Al fin y al cabo todo esto es lo de menos: baste recordar aquí que la Revolución Francesa duró 5 años. Así como se habla, casi con vértigo, de la infinita densidad del Universo anterior al Big Bang, asociada a una masa ínfima, podríamos decir que la densidad de los acontecimientos que se sucedieron a lo largo de aquellos efímeros 5 años corresponde a una actividad histórica normalmente multisecular. Hablar de posibilidades democráticas durante aquel bigbang de la Historia es simplemente absurdo. Además en ese estado inicial de la sociedad civil, los revolucionarios desconfiaban de cualquier institución intermediaria que consideraban generadora de manipulación y corrupción. Los Jacobinos creían en la democracia directa y en el ejercicio “in-mediato” de la famosa “voluntad general”. Apenas si les concedió tiempo la historia para comprobar que del dicho al hecho había mucho trecho.
Sans-Culottes
Los “chalecos amarillos” se consideran los descendientes de los “Sans- Culottes”. No han parado de proclamarlo a los cuatro vientos. Su filiación directa tratan de expresarla de manera muy parecida a sus antepasados a través del espíritu vengativo, del igualitarismo nivelador y de una forma de resentimiento. Si el odio por la aristocracia caracterizó a los “Sans-Culottes” originales, los nuevos populismos -no paran de decirnos- se caracterizan por el odio a las “élites”. Entiendo que las élites y la aristocracia son cosas muy distintas, por no decir contradictorias. Semánticamente, las élites las constituyen los mejores. Las aristocracias, en cambio, reúnen más bien a quienes se consideran los mejores, por rutina, herencia o tradición, pero en ausencia de toda posibilidad de evaluación y no digamos de “desclasificación”. El estupendo término de “epistocracia”, se refiere a un tipo de gobernanza tributaria del saber de los expertos. Es indudable que la loable obsesión de Emmanuel Macron por la eficacia y los resultados le ha venido arrastrando a privilegiar algún tipo de “epistocracia”. Trató de sustituir el círculo infernal de la divisoria tradicional entre Izquierda y Derecha, por un “círculo de la razón” integrado por buenas voluntades y competencias procedentes de ambos horizontes. Yo fui de los seducidos. Pero es cierto que los privilegiados cerebros del Elíseo tendieron a verse muy guapos en los espejos de los pasillos y les faltó oídos para el runrún de la opinión pública y de sus frustraciones ascendentes. El problema es que a toda élite, a toda epistocracia, la acecha el peligro del aislamiento, del desdén y de la autoperpetuación, o sea la tentación de convertirse en una aristocracia.

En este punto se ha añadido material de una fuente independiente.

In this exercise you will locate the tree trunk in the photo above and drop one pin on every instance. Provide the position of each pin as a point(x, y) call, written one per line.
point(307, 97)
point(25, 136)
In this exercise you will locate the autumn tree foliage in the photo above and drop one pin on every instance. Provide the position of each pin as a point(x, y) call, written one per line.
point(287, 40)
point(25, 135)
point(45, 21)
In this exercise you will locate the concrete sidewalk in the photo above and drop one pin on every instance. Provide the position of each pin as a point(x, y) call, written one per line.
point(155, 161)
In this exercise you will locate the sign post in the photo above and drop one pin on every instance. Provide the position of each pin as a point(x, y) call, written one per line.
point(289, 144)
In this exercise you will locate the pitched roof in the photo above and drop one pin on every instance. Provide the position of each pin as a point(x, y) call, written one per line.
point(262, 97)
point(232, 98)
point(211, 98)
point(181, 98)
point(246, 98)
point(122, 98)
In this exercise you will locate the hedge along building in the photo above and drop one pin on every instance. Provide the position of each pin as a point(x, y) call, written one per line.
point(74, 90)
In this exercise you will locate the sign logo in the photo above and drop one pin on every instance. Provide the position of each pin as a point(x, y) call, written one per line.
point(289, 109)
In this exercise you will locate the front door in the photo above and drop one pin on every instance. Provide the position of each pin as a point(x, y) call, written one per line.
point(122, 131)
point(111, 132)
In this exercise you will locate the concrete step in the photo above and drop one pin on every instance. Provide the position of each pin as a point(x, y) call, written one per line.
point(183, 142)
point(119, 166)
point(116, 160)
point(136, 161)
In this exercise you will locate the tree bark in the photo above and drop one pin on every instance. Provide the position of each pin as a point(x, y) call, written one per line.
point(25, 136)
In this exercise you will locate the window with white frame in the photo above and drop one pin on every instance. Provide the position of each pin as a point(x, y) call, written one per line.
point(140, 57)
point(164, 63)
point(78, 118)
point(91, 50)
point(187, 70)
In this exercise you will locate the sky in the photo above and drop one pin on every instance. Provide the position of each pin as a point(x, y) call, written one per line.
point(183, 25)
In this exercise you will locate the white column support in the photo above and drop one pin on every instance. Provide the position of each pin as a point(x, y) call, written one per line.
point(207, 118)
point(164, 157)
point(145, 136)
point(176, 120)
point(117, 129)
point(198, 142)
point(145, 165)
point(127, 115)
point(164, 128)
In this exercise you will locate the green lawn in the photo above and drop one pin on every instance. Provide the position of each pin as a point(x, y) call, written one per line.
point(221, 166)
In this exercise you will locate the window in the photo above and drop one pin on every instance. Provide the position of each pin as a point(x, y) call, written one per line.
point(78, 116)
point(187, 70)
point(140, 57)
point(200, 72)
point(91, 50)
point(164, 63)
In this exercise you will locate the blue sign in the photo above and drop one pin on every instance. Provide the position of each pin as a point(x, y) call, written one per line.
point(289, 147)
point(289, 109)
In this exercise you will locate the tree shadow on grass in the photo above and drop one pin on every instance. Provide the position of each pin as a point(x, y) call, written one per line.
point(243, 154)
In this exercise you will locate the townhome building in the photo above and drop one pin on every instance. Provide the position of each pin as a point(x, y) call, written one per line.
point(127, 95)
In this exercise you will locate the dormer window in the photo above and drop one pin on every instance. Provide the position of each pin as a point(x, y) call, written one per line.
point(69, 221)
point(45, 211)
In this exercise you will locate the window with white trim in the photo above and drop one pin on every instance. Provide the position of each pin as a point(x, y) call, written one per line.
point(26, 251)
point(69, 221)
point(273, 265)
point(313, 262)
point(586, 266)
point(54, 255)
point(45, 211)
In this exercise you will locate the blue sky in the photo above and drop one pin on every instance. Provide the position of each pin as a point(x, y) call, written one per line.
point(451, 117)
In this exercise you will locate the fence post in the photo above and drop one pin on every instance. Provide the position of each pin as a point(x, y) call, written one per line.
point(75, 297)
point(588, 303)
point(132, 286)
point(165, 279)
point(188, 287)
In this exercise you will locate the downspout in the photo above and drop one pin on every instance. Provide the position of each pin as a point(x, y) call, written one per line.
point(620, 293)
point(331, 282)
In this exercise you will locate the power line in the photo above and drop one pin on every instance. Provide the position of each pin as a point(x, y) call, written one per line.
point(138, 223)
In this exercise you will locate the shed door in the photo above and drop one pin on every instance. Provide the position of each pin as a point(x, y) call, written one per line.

No nos confundamos: históricamente, el resentimiento fue un motor positivo contra la arbitrariedad. Se trataba entonces de un “re-sentimiento”, es decir un sentimiento que se revuelve y se repite como pez mordiéndose la cola, cuando la existencia del Hombre no depende de sí mismo sino del capricho de otros hombres y no le pertenece ni la naturalidad de los propios sentimientos. Han pasado 230 años desde la Revolución francesa. Pero en realidad puede que nos separe de ella un milenio si nos regimos por la masa del caudal científico y epistemológico generado desde entonces por la modernidad. El resentimiento de los “chalecos amarillos” de ningún modo puede parecerse al “re – sentimiento” de los “Sans-culottes”. Parece más bien empeñado en darle la razón a Nietzsche: «Mientras que toda moral noble brota de un triunfante decir SÍ a uno mismo, la moral de esclavos dice de antemano NO y este NO es su acto creador». La epistocracia, basada en la competencia, es tributaria del proceso de selección que caracteriza la meritocracia. El resentimiento de los chalecos amarillos propende a negar el propio concepto de mérito y pone en práctica los mecanismos de la nietzscheana “moral de esclavos”. Se trata de reputar malvado o corrupto al que sabe, o al que piensa, o al que recuerda que las cosas son complejas y que lo que distingue al ser humano del animal es la inevitabilidad del carácter diferido entre deseos y satisfacciones. En un segundo momento, claro, se tratará de acreditar la idea mística de que los “chalecos amarillos” encarnan la sacralidad del “pueblo” y el pueblo, por definición “sabe”. Él conoce los atajos de la ciencia infusa.
¡Terribles élites!
Todas las revoluciones del resentimiento se han caracterizado por el odio al saber y a la competencia. La Revolución Cultural china ponía a barrer aceras a los astrofísicos de excesiva tibieza maoísta. Es conmovedor el afán renovador de la democracia manifestado por los “chalecos amarillos”. Por más que todas las estadísticas nos dicen que la mayoría de ellos solían ser abstencionistas. En Madrid, en cuanto descarga un aguacero, salen a la calle inmigrantes de Bangladesh para proponer endebles paraguas por 3 o 4 euros. En Francia, frente a la supuesta demanda democrática de los “chalecos”, muchos profesores y doctorandos de ciencias políticas han salido a la calle y a las columnas de los periódicos para proponer sus pócimas y mercancía en mejora de la democracia. Frente a la indiferencia de los interesados. Lo que “mola” para ellos, lo que llevan semanas agitándolo como un sonajero, es la ensoñación del mítico RIC, el Referéndum de Iniciativa Ciudadana. No suelen tener idea de su posible funcionamiento. Creen haber entendido que con este nuevo gadget podrían desmontar y anular a su antojo las leyes votadas por los cuerpos representativos. Frente al primer intento en muchos decenios de una democracia de la razón, ha surgido inesperadamente una inquietante democracia del resentimiento.